Charred Radicchio and Pear Salad

In the cooler months, I often turn to heartier fare like radicchio that give great crunch and big flavor—and this sturdier veg can stand up things like roasting and shredding. Charring the radicchio brings out some of the sweetness, which complements the delicate pear flavor. The addition of shards of salty feta, the crunch of pistachios, and a bright vibrant vinaigrette creates the perfect zingy bite that can stand up to the richness of other dishes at the dinner table. This salad is endlessly versatile—feel free to switch things up with apples and shards of salty pecorino.

Charred Radicchio and Pear Salad.jpg

Serves 4

INGREDIENTS

2 large heads of radicchio
2 tsp olive oil
1 bosc pear
¼ cup golden raisins
2 oz feta, crumbled
¼ cup pistachios, toasted and roughly chopped
2 tsp za’atar
Kosher salt and freshly ground black pepper

For the Vinaigrette
1 lemon, juiced
1 tbsp whole grain mustard
1 tbsp maple syrup
¼ cup olive oil
Kosher salt and freshly ground black pepper

METHOD

Preheat oven to 450F.

Cut each head of radicchio into 8 wedges each with stems intact.

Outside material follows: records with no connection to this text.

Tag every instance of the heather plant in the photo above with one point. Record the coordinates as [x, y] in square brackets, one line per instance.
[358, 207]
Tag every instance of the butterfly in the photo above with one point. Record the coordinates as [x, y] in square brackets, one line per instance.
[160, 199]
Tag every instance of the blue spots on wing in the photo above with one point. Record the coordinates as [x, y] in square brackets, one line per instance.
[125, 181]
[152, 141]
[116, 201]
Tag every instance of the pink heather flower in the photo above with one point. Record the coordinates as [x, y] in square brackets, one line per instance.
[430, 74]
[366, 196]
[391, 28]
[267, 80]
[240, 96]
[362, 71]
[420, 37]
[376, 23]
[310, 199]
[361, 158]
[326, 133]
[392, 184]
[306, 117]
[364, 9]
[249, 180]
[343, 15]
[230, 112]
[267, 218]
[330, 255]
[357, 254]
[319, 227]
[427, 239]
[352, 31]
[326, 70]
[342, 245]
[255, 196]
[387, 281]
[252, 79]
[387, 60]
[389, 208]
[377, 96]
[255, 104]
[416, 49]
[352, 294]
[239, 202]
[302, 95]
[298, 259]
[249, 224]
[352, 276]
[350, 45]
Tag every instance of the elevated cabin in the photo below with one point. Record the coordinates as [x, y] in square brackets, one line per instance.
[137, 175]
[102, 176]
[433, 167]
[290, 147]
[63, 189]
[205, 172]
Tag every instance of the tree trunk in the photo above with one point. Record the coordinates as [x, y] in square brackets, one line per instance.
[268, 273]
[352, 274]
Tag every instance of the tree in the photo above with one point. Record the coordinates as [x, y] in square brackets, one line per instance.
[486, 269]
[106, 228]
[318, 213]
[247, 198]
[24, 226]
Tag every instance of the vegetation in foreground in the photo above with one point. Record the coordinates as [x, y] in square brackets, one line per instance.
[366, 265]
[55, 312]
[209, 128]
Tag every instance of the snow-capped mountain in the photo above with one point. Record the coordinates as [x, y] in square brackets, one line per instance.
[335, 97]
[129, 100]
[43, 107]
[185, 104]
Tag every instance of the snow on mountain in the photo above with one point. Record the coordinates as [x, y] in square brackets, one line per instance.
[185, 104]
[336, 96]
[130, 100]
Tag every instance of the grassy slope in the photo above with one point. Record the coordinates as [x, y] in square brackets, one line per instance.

Place radicchio wedges cut sides down on a parchment lined sheet pan in a single layer. Drizzle with olive oil, salt and pepper, then roast 8-10 minutes or until tender and leaves are starting to wrinkle and ends have a medium brown color.

For the vinaigrette, combine lemon, mustard, maple syrup and olive oil in small bowl and whisk until emulsified. Season with salt and pepper. Slice pear very thinly with a mandolin or with a very sharp knife and add to the bowl with the dressing along with raisins and toss gently (the acid from the dressing will stop the pears from browning and the raisins will absorb some of the vinaigrette and plump up).

To serve, arrange radicchio on a serving platter and top with pear, feta and pistachios. Drizzle with vinaigrette and finish with za’atar. Serve warm or at room temperature.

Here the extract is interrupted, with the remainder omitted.